Despite all of this, in practice and the actual circumstances of the organisations we work in, sometimes we need to acknowledge that some leaders are SPOFs and carefully manage their role in communication activities, or in extreme cases exclude them from it altogether in the spirit of damage limitation.
I’ve written before that there are more ways for internal communicators to foster influential relationships and create impactful communication, beyond relying on interactions with leaders. We don’t need that elusive seat at the boardroom table, or to always rely on leaders as communicators to get things done. They are a part of the communications mix, not the sole channel, which is why I sometimes get frustrated with the dominance of the discussion in our industry about leadership communication, almost to the exclusion of everything else.
To quote Wikipedia again ‘Systems can be made robust by adding redundancy in all potential SPOFs. Redundancy can be achieved at various levels.’
In other words, and in the context of internal communication, we need to have a healthy and meaningful channel mix which is not overly reliant on one thing.
How to spot a SPOF
Back to those SPOFs. There are many others in organisations which stop us doing our jobs effectively.

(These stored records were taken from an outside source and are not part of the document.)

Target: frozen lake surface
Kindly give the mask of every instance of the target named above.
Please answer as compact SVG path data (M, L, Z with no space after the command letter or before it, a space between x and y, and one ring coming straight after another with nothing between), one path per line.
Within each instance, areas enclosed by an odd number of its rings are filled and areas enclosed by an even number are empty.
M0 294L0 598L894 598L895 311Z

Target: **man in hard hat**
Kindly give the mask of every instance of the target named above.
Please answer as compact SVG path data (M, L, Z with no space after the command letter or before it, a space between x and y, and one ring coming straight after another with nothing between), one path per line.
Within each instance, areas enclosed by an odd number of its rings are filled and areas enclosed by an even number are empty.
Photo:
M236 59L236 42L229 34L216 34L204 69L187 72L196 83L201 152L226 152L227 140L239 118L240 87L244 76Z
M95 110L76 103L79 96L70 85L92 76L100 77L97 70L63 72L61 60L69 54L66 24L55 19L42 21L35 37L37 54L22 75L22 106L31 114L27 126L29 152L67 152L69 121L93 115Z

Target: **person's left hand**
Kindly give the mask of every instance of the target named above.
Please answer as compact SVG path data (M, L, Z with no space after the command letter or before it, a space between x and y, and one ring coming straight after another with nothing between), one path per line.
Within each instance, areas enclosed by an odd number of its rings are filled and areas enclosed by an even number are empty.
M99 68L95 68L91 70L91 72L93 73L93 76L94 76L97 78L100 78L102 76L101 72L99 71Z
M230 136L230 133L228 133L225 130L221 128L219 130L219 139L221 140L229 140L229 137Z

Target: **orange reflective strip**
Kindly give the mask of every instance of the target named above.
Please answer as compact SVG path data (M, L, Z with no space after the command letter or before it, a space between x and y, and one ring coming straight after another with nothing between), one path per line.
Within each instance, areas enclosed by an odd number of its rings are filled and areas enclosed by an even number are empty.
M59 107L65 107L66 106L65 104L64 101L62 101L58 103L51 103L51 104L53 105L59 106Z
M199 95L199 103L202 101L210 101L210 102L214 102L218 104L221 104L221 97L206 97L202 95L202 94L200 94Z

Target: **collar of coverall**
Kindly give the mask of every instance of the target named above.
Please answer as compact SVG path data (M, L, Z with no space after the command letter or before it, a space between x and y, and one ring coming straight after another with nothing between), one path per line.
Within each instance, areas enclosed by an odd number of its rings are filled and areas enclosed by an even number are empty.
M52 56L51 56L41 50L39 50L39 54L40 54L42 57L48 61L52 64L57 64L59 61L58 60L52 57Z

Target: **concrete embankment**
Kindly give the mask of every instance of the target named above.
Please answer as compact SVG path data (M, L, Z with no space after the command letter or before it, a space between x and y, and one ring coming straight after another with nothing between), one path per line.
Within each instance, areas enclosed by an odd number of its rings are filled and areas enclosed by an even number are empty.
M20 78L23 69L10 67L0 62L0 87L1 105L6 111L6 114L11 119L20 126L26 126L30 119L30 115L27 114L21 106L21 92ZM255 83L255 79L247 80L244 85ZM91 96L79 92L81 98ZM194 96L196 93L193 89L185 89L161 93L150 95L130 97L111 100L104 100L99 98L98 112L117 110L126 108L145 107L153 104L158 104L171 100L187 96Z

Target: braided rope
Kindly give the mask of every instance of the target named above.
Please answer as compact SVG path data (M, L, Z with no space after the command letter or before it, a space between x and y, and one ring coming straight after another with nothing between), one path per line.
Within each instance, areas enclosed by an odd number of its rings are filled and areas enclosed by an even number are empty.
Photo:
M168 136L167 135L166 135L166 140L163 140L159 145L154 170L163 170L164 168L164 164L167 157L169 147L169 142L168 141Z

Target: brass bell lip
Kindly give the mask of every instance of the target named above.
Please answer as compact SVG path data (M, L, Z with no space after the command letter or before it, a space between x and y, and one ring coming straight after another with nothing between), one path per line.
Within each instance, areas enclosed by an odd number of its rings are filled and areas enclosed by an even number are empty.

Some would cite ‘line managers’ (another slightly obsessional topic for us), awful technology, or even a complete lack of definition and understanding about what internal communication is actually for in the organisation.
Whatever the SPOF is, generalising its definition is unhelpful in finding a solution. We need to clearly understand why it is a SPOF and what we can do about it.
Earlier this week I attended an excellent session with Jenni Field of Redefining Comms. Jenni has recently had her first book published, Influential Internal Communication, including ‘The Field Model’ which can be used to ‘Understand, Diagnose and Fix’ issues.
I thought the model was very relatable and transferrable to all kinds of situational analysis and it reminded me that to properly fix a problem (or identify a SPOF) you really need to understand it before implementing a solution.
I think that sometimes internal communicators are railroaded by stakeholders (including leaders) into remedies for problems in organisations when there is a complete lack of understanding about why the problem exists in the first place.
How many times as an internal communicator, in a discussion about a problem, have you heard something along the lines of ‘we need to fix this, or join it up, with the communications’ or ‘we just need more communication around here’.
Is more and more communication, that is not grounded in understanding and planning, ever really an effective solution?